Tensé las piernas, lo atraje hacia mí y me estremecí cuando se deslizó inexorablemente dentro de mí. Gemí, diciendo su nombre, asombrada por lo vulnerable que me sentía cada vez que me tomaba.
—Gia, nena… —con una mano me agarró de la nuca y con la otra de la cadera, sujetándome mientras movía las caderas y se abría paso entre los delicados tejidos de mi sexo para hundirse más y más en él—. ¿Lo notas? Te estoy penetrando, pero tengo la sensación de que eres tú quien se está deslizando dentro de mí. Cada vez, es como si te metieras bajo mi piel.
—Eso quiero hacer —clavé las uñas en su espalda y flexioné los dedos—. Quiero que seas mío, Jackson.
—Bruja —dijo entre dientes, con la mandíbula tensa—. Creía que iba a acostarme contigo, a follar como un loco contigo hasta el amanecer y que luego me iría a casa con una sonrisa. Pero me masticaste, me tragaste y me sacaste todo el jugo. No podría haber salido de tu cama ni aunque hubiera querido, y te habría suplicado que me dejaras quedarme si hubieras intentado echarme a patadas.
—¡Ja! Ahora comprendo lo buen actor que eres —gemí cuando me penetró por completo y una inmensa alegría se apoderó de mí—. No tenía ni idea. Me hiciste creer que eras medallista en maratones sexuales.
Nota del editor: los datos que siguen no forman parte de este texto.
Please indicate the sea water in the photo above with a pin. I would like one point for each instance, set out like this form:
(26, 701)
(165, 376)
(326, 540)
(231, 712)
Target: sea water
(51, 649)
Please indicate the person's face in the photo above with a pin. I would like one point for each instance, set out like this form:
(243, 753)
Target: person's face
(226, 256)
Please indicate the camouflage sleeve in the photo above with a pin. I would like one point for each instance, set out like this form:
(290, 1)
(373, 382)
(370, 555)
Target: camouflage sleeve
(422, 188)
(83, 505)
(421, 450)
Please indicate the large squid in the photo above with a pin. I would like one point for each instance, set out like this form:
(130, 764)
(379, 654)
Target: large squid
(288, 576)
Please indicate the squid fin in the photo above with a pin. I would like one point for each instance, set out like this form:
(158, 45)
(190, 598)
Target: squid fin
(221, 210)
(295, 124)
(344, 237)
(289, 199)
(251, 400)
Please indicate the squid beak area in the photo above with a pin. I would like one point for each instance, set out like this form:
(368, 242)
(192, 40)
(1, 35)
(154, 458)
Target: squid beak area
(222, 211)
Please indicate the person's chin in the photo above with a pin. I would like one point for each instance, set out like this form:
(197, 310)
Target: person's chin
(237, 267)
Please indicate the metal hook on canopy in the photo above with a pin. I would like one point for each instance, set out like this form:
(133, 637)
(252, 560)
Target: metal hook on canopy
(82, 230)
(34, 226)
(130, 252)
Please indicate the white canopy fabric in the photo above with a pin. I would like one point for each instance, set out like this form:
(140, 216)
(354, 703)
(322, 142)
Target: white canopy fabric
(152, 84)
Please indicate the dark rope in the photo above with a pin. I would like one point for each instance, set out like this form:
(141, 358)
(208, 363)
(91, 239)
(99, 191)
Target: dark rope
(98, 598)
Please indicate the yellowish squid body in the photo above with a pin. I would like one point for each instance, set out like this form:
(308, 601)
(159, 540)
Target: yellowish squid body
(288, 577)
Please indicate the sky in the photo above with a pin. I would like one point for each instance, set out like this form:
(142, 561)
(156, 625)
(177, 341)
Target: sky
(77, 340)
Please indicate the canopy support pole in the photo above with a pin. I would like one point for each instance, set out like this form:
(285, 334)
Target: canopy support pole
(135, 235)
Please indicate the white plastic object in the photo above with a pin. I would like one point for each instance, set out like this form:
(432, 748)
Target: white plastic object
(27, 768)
Miró con ternura mi cara sofocada.
—Era un hombre hambriento, nena. Vivía de despojos y de comida basura, y tú fuiste mi primera comida casera de verdad. Te necesitaba, Gia, y no he parado de necesitarte desde entonces.
—Yo también te necesito —tanto… Demasiado. El solo hecho de estar en la misma habitación que él hacía que me sintiera viva.
Me agarró por el culo, me levantó y me llevó al sofá. Me tendió y, sin soltarme, se cernió sobre mí como un dios dorado.
—No lo olvides —dijo con voz ronca. Apartó con dedos temblorosos el pelo de mi frente—. Cuando las cosas se pongan feas, no olvides que te necesito.
Vi preocupación en sus ojos, la misma preocupación que me decía que no sintiera, y se me encogió el corazón. Después empezó a moverse dentro de mí, a cabalgarme con suaves y fuertes embestidas, y yo me dejé llevar.